Amerisleep
- Company type: Private
- Industry: Mattresses
- Founded: 2010; 16 years ago
- Founder: Firas Kittaneh, Mo Kittaneh, Joe Holt
- Headquarters: Scottsdale, Arizona, US
- Products: Mattresses, bedding, pillows, bed frames
- Website: amerisleep.com

= Amerisleep =

American mattress company

Amerisleep is an American memory foam mattress and bedding company based in Scottsdale, Arizona. The company was founded in 2010 and it has retail locations in Arizona, Colorado, Texas, Oregon, Houston and three stores in South Korea.

==History==
Amerisleep was founded in 2010 in Arizona by Firas Kittaneh, Mo Kittaneh, and Joe Holt.

In 2017, the company rebranded and opened its first store in Arizona.
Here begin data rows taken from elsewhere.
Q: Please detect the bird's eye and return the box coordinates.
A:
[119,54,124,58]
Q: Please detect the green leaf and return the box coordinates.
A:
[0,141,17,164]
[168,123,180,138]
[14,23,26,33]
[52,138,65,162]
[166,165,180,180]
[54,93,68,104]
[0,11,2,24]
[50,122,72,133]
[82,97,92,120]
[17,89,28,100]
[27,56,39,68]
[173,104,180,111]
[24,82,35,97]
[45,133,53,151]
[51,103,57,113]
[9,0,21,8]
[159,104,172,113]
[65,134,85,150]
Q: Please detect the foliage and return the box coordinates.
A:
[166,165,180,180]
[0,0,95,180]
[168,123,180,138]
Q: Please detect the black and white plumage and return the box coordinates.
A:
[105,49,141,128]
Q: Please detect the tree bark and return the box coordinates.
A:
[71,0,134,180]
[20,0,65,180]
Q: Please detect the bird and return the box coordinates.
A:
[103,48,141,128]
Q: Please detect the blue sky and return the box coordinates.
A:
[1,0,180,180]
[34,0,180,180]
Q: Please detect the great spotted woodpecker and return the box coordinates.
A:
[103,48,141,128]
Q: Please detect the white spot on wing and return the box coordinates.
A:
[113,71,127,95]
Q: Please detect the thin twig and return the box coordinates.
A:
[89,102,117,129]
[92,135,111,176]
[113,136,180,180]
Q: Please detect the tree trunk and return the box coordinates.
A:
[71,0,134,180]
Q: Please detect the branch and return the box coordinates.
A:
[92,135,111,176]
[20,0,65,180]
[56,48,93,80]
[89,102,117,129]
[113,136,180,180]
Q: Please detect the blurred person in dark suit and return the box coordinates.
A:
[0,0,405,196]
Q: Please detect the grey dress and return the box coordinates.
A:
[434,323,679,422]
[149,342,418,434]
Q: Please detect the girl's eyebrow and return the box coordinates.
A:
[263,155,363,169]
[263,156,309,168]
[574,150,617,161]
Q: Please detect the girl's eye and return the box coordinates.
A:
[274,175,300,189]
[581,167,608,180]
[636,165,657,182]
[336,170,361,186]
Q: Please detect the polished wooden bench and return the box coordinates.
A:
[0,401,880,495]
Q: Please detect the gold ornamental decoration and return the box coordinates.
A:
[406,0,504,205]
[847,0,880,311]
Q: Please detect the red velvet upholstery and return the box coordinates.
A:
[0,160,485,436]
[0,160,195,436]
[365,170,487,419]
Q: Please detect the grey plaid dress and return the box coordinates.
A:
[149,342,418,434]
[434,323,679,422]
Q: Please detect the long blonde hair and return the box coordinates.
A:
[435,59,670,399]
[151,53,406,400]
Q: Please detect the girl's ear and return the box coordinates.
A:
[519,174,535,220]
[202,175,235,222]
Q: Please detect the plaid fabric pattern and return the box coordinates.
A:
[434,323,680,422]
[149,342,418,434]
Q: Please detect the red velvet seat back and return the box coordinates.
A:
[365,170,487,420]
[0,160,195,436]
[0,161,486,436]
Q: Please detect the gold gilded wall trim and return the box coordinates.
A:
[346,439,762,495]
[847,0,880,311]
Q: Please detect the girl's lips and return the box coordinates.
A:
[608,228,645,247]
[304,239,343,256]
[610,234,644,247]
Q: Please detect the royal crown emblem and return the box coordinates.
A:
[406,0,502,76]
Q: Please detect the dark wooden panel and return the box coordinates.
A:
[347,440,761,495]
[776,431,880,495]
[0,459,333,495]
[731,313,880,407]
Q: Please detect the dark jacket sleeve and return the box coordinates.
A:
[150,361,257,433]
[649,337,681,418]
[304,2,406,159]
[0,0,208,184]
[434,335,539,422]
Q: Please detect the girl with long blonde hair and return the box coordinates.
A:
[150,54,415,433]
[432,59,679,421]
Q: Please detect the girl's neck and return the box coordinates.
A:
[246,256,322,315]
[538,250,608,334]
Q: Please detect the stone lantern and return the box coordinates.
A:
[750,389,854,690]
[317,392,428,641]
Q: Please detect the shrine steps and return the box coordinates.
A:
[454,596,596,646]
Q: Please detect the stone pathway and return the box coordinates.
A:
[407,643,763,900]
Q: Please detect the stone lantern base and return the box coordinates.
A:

Amerisleep registered their business in London, United Kingdom.

In 2019, it announced plans to expand to Houston with three retail stores.

The company started distributing Amerisleep franchises in 2023.

==Products==
Amerisleep sells memory foam mattresses, bedding, bed frames, pillows, and adjustable bases made from low-VOC materials. Amerisleep manufactures 5 mattress styles, offers a 100-night in-home trial and 20 years warranty for the all mattresses. Amerisleep manufactures all its BioPur mattresses in Indiana.